ODDINARY
2022 • K-POP/POP • JYP ENTERTAINMENT
POR MATHEUS JOSÉ; 21 DE MARÇO DE 2022
7.1

Não existe meio-termo para quem acompanha o Stray Kids. Eles são amados e odiados por muitos simplesmente pelo fato de terem uma proposta musical tida como estranha e, por vezes, barulhenta demais. O grupo é a principal aposta da JYP para compor a atual quarta geração, que, por sinal, tem eles como um dos seus maiores atos. Apesar de nunca atingirem um nível profundo no ponto de vista artístico, as brincadeiras proporcionadas em seus projetos são sempre muito bem-vindas. Exemplo disso é o novo mini álbum deles, que surge como uma afirmação de que os mesmos não pretendem abandonar aquilo que fazem de melhor: o estardalhaço musical.

Por sorte, mesmo tendo uma recepção negativa por parte do público, o Stray Kids ainda assim consegue trazer um diferencial para o K-pop, isso é inegável. Enquanto muitos grupos seguem o exaustivo molde de cantar e performar canções fabricadas e dadas a eles sem o mínimo de critério individual, o Stray Kids, por outro lado, além de se envolver naquilo que eles vão lançar, também parecem se distanciar do que costumamos ouvir a rodo nessa indústria que pouco reconhece o trabalho autônomo dos seus artistas. Com batidas secas, melodias bagunçadas e uma produção revoltante, ODDINARY é uma ode ao noise music que eles exploram como nenhum outro grupo da quarta geração.

“MANIAC”, a melhor música do projeto, é uma constante reformulação de sentidos. Nela, os oito integrantes se sentem livres para explorar sons e temas distantes do habitual. Cheios de ironia, eles cantam: “Protótipo, dentro de mim é sempre um monstro esquisito”. Trazendo algo que já haviam abordado na faixa-título do álbum anterior, “Thunderous”, que assim como “MANIAC”, é uma resposta às críticas em que todos os membros são constantemente alvos na internet. “Maníaco, um grupo cheio de anormalidades”, concluem no refrão dessa que, de cara, é uma das peças mais ousadas deles. “VENOM”, por sua vez, é estranha e puramente endoidecida. “FREEZE” é intensa e cheia de drops divertidos, diferente de “Wating For Us”, faixa cantada pelo Bang Chan, Lee Know, Seungmin e I.N, e que, de longe, é a pior de toda a obra. Além de quebrar o ritmo e remontar um dos piores aspectos levantados em seus álbuns, a canção tem uma atmosfera de que funcionaria bem melhor se fosse lançada fora desse projeto.

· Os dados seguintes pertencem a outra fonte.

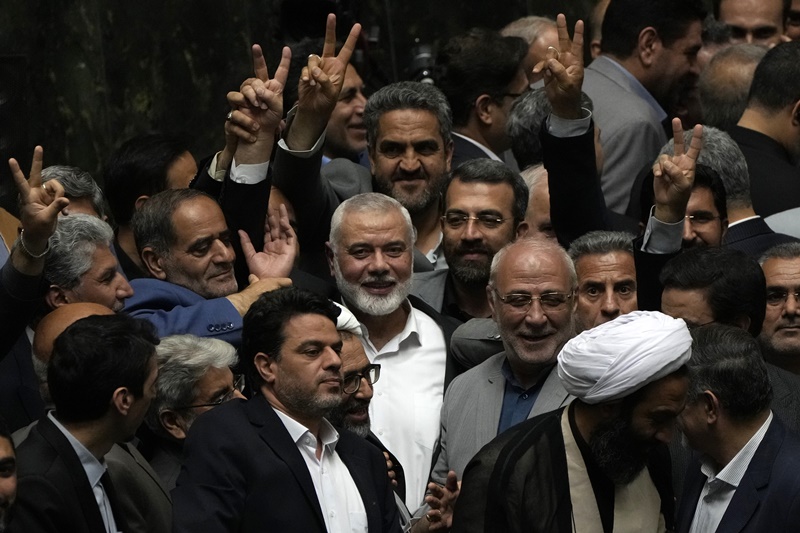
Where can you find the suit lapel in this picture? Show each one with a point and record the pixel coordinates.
(80, 483)
(274, 434)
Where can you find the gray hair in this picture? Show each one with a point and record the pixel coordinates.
(525, 124)
(78, 183)
(725, 83)
(528, 28)
(789, 250)
(368, 202)
(601, 243)
(535, 247)
(183, 360)
(72, 246)
(408, 95)
(724, 156)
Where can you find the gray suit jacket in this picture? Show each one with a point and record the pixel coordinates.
(471, 413)
(632, 133)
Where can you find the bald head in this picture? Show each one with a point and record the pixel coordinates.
(55, 322)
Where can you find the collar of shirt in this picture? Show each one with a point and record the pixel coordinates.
(489, 153)
(733, 472)
(639, 89)
(327, 434)
(94, 469)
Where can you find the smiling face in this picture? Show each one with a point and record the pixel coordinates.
(372, 262)
(410, 159)
(201, 258)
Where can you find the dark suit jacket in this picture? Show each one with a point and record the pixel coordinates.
(754, 237)
(774, 179)
(20, 400)
(243, 472)
(768, 497)
(53, 492)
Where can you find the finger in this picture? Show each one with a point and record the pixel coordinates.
(35, 177)
(677, 136)
(697, 142)
(282, 74)
(349, 45)
(259, 64)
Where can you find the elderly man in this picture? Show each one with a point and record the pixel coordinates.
(780, 334)
(748, 477)
(194, 376)
(186, 246)
(531, 291)
(601, 463)
(484, 209)
(274, 462)
(370, 256)
(101, 378)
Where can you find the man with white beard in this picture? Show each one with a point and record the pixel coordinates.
(370, 253)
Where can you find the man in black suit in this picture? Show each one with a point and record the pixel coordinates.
(274, 463)
(101, 378)
(748, 476)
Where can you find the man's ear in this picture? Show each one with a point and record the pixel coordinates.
(154, 263)
(56, 297)
(265, 365)
(172, 424)
(648, 46)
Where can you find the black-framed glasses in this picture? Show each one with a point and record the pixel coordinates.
(352, 382)
(522, 302)
(238, 385)
(457, 220)
(776, 297)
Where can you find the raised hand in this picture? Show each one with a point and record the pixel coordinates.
(673, 177)
(563, 71)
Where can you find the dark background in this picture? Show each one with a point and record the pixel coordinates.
(81, 77)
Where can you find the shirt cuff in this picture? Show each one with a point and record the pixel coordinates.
(249, 174)
(562, 127)
(662, 237)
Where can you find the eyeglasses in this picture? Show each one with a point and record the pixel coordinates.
(456, 220)
(238, 385)
(522, 302)
(352, 382)
(701, 219)
(778, 297)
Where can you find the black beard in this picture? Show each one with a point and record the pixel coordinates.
(618, 452)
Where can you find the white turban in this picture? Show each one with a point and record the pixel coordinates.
(615, 359)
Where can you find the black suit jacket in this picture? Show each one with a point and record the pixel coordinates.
(53, 492)
(243, 472)
(20, 400)
(768, 497)
(754, 237)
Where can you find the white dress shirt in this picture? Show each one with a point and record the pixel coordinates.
(720, 486)
(339, 499)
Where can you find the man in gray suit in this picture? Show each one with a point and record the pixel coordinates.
(649, 52)
(531, 291)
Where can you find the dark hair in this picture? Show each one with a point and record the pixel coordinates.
(95, 356)
(478, 62)
(776, 82)
(263, 324)
(625, 20)
(486, 170)
(727, 361)
(524, 125)
(705, 176)
(139, 168)
(152, 224)
(734, 283)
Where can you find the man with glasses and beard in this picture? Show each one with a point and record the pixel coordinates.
(602, 462)
(370, 255)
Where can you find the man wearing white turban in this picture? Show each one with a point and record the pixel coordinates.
(601, 464)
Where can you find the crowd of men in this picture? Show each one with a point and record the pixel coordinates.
(532, 296)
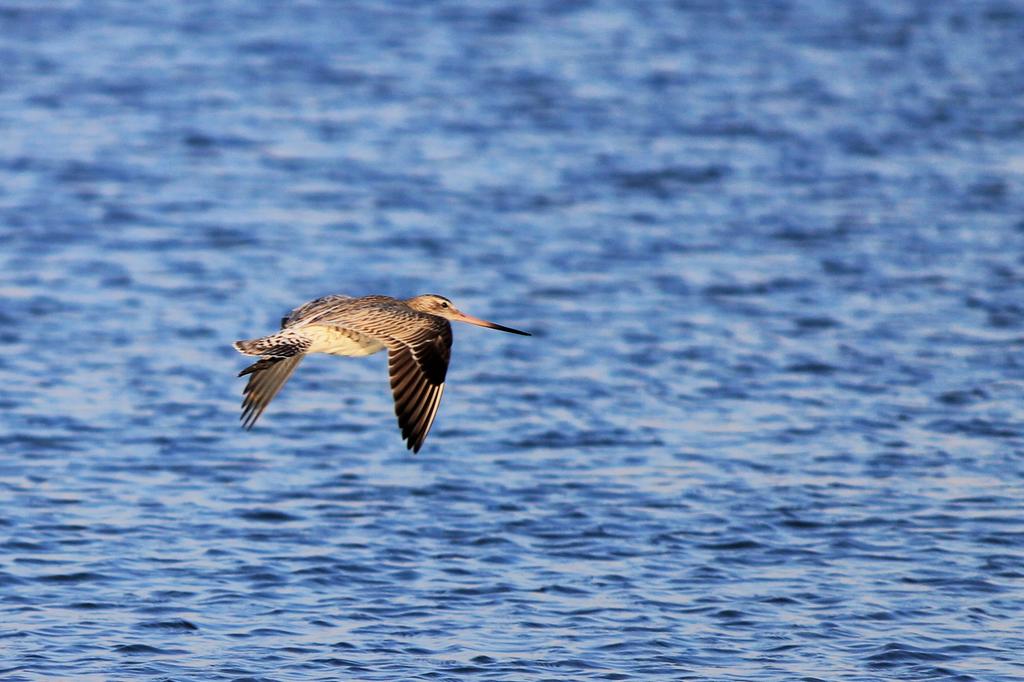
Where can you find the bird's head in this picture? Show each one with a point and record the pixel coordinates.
(442, 307)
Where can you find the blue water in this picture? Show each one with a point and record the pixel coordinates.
(769, 426)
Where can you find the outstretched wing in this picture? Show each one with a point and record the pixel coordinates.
(418, 365)
(266, 378)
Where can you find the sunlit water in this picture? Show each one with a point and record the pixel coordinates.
(769, 426)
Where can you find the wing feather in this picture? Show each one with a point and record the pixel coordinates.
(266, 378)
(418, 366)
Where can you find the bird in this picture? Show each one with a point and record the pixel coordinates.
(416, 333)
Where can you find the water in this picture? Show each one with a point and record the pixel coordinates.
(769, 426)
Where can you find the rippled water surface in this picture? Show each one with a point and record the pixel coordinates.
(769, 426)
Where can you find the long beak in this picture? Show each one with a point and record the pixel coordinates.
(462, 316)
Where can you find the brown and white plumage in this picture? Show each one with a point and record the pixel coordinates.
(415, 332)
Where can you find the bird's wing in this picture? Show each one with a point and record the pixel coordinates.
(267, 376)
(315, 309)
(418, 363)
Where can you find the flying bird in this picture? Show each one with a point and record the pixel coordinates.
(415, 332)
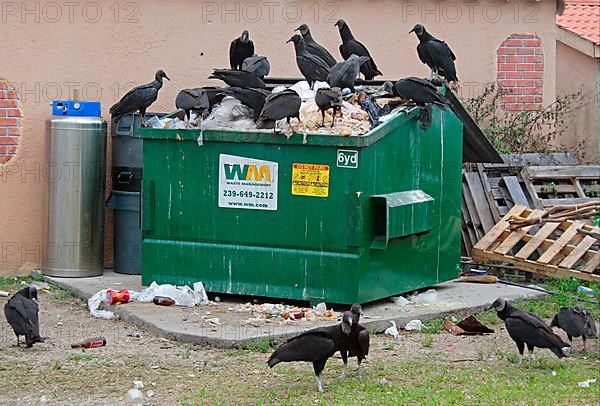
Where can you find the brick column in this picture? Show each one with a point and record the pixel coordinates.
(10, 122)
(521, 72)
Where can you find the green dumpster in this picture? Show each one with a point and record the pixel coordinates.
(329, 218)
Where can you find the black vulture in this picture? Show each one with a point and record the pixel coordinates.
(358, 340)
(528, 328)
(285, 104)
(215, 95)
(418, 90)
(311, 66)
(238, 78)
(253, 98)
(21, 313)
(344, 74)
(139, 98)
(351, 46)
(329, 98)
(195, 100)
(315, 346)
(576, 322)
(436, 54)
(314, 47)
(240, 49)
(257, 64)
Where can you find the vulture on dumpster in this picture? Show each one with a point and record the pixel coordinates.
(257, 64)
(238, 78)
(436, 54)
(327, 99)
(351, 46)
(344, 74)
(576, 322)
(529, 329)
(21, 313)
(240, 49)
(314, 47)
(139, 98)
(195, 100)
(311, 66)
(315, 346)
(253, 98)
(285, 104)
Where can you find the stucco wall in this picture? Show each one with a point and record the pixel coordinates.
(49, 47)
(575, 72)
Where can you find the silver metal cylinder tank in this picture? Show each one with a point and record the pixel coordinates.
(76, 152)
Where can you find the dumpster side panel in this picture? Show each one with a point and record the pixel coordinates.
(413, 159)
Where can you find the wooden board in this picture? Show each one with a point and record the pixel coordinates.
(572, 254)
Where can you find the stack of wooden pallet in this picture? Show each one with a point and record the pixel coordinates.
(558, 249)
(537, 181)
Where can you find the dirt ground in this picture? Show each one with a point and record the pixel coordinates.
(173, 372)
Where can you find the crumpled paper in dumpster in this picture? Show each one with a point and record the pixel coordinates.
(182, 295)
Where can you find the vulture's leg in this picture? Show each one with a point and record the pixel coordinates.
(318, 367)
(530, 349)
(521, 347)
(344, 355)
(143, 117)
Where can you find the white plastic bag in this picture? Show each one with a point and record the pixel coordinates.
(182, 295)
(94, 303)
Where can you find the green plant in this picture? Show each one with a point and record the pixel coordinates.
(521, 131)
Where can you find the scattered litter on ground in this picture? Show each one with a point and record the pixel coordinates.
(414, 325)
(392, 331)
(400, 300)
(586, 384)
(427, 297)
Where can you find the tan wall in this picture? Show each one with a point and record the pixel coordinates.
(187, 38)
(575, 72)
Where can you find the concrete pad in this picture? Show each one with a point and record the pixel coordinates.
(234, 329)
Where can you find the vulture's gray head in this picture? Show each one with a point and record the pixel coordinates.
(245, 36)
(303, 30)
(346, 322)
(418, 29)
(160, 74)
(499, 304)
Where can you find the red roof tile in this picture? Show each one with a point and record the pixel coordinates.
(582, 17)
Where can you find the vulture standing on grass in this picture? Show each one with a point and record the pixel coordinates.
(257, 64)
(253, 98)
(240, 49)
(436, 54)
(21, 312)
(314, 47)
(311, 66)
(344, 74)
(139, 98)
(315, 346)
(358, 340)
(327, 99)
(238, 78)
(526, 328)
(351, 46)
(285, 104)
(576, 322)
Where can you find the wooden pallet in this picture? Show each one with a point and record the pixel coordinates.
(555, 249)
(559, 185)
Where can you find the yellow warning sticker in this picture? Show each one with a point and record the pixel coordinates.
(310, 180)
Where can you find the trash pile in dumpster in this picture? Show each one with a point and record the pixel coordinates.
(331, 99)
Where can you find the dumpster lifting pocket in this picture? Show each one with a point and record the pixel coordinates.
(147, 209)
(400, 214)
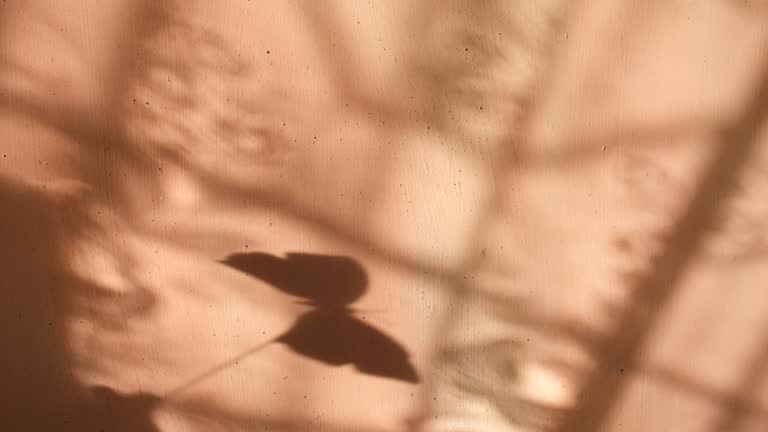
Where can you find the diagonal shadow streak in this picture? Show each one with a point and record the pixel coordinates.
(651, 292)
(329, 332)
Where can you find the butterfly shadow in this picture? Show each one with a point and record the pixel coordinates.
(330, 332)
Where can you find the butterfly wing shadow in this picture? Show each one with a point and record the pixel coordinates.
(335, 337)
(325, 280)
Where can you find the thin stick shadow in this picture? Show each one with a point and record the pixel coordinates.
(330, 332)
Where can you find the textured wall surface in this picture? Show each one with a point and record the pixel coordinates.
(383, 216)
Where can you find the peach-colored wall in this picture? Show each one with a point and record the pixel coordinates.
(383, 216)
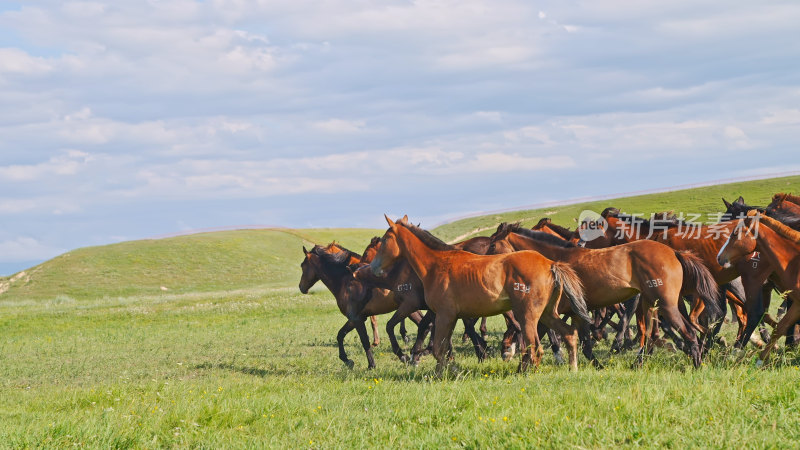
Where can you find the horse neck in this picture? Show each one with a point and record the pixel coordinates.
(419, 256)
(332, 278)
(778, 250)
(562, 233)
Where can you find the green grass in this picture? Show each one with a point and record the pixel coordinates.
(195, 263)
(258, 367)
(93, 353)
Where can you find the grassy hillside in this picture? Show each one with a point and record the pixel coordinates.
(227, 260)
(94, 354)
(701, 200)
(197, 263)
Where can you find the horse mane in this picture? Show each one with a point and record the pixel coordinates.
(782, 230)
(427, 238)
(545, 238)
(564, 232)
(792, 198)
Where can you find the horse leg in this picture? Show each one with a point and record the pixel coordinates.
(404, 332)
(711, 333)
(512, 338)
(443, 331)
(423, 327)
(484, 330)
(741, 317)
(671, 313)
(405, 309)
(642, 321)
(789, 331)
(792, 315)
(555, 343)
(531, 349)
(628, 308)
(376, 341)
(595, 328)
(477, 340)
(361, 327)
(587, 341)
(754, 308)
(671, 333)
(569, 333)
(346, 328)
(508, 347)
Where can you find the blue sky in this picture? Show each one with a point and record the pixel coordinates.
(128, 119)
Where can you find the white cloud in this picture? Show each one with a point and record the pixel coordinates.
(113, 104)
(65, 164)
(340, 126)
(24, 248)
(16, 61)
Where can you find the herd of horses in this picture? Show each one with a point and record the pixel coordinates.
(550, 280)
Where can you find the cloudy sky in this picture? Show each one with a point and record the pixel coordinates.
(129, 119)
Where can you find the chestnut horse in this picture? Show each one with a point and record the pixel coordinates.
(461, 284)
(356, 302)
(409, 294)
(612, 275)
(705, 241)
(779, 246)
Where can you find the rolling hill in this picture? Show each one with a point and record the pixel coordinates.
(229, 260)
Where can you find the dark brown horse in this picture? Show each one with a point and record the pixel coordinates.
(779, 246)
(355, 301)
(612, 275)
(786, 209)
(409, 294)
(705, 241)
(461, 284)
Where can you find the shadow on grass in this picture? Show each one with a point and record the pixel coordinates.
(262, 373)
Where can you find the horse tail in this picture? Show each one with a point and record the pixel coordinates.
(698, 279)
(566, 280)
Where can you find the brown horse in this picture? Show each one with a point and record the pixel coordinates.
(612, 275)
(779, 246)
(705, 241)
(355, 301)
(460, 284)
(409, 294)
(785, 208)
(353, 258)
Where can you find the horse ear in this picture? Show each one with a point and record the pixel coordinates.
(727, 205)
(389, 221)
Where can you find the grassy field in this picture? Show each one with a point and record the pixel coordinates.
(94, 353)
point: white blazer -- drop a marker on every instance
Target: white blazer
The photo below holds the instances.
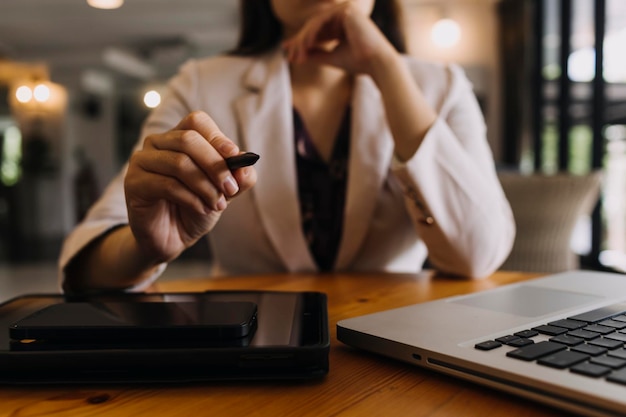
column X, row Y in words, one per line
column 445, row 203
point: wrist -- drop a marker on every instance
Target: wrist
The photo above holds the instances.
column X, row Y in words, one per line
column 385, row 65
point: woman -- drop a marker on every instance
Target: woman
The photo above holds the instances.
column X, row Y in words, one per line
column 370, row 160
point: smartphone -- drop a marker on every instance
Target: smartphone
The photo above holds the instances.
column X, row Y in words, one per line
column 197, row 320
column 289, row 339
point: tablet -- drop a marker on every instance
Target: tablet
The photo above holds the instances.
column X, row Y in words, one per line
column 89, row 323
column 290, row 340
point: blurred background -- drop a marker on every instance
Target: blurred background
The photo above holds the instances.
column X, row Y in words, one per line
column 76, row 82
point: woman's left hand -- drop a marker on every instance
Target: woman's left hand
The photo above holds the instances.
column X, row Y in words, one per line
column 341, row 36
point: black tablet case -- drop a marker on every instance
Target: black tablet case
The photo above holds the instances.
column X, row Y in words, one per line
column 306, row 357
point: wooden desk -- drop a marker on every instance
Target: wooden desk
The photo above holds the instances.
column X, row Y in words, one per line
column 359, row 383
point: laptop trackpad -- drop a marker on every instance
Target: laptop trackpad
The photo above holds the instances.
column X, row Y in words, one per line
column 527, row 300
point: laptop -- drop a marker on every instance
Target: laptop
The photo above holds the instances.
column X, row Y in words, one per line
column 558, row 339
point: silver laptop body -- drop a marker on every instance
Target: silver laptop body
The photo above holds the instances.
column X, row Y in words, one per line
column 442, row 335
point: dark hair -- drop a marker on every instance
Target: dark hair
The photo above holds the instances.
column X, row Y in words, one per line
column 260, row 30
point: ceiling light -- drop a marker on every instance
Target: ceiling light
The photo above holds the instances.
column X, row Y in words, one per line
column 446, row 33
column 105, row 4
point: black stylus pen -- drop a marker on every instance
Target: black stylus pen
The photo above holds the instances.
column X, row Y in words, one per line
column 243, row 160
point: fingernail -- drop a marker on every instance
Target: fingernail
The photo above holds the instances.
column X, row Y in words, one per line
column 228, row 149
column 230, row 186
column 221, row 204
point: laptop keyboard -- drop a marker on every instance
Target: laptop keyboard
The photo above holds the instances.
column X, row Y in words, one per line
column 590, row 344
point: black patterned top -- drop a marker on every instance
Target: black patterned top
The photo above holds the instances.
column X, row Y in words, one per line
column 322, row 190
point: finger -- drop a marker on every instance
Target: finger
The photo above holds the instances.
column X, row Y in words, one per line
column 205, row 156
column 153, row 187
column 208, row 129
column 182, row 168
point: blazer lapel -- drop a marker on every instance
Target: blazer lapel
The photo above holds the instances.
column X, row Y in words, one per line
column 371, row 150
column 265, row 117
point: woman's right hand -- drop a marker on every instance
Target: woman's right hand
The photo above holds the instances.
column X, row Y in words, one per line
column 178, row 185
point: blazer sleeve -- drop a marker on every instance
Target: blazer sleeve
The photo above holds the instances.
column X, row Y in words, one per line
column 452, row 191
column 109, row 211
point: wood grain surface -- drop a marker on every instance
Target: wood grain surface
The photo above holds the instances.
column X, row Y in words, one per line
column 358, row 384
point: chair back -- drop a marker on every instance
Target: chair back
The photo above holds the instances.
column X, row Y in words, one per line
column 546, row 209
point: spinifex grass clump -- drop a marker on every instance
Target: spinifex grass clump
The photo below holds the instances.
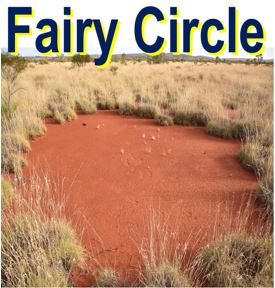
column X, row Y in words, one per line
column 162, row 254
column 12, row 145
column 106, row 104
column 86, row 106
column 6, row 192
column 107, row 277
column 166, row 274
column 127, row 108
column 237, row 261
column 36, row 251
column 61, row 107
column 190, row 118
column 147, row 111
column 39, row 247
column 164, row 120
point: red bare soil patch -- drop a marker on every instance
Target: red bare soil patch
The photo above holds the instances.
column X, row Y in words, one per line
column 115, row 168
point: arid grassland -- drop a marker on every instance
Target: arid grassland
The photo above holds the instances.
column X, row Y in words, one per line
column 232, row 101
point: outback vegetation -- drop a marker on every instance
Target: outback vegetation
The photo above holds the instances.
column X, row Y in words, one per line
column 233, row 101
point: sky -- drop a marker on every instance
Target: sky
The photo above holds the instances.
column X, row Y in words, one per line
column 126, row 12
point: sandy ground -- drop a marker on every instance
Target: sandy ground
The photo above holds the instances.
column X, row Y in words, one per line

Misturar baladas com sons cheios de fúria é algo que deveria ser proibido de vez no K-pop. Por fim, tomando o noise music para si e fazendo sons mais agressivos que nunca, o novo mini álbum do Stray Kids repete a fórmula constantemente usada por eles, mas, felizmente, tudo parece funcionar muito bem, ou pelo menos, na medida do possível de alguma coisa aceitável para uns ou um tremendo absurdo para outros, afinal, esse é verdadeiro impacto que eles estão sempre dispostos a causar.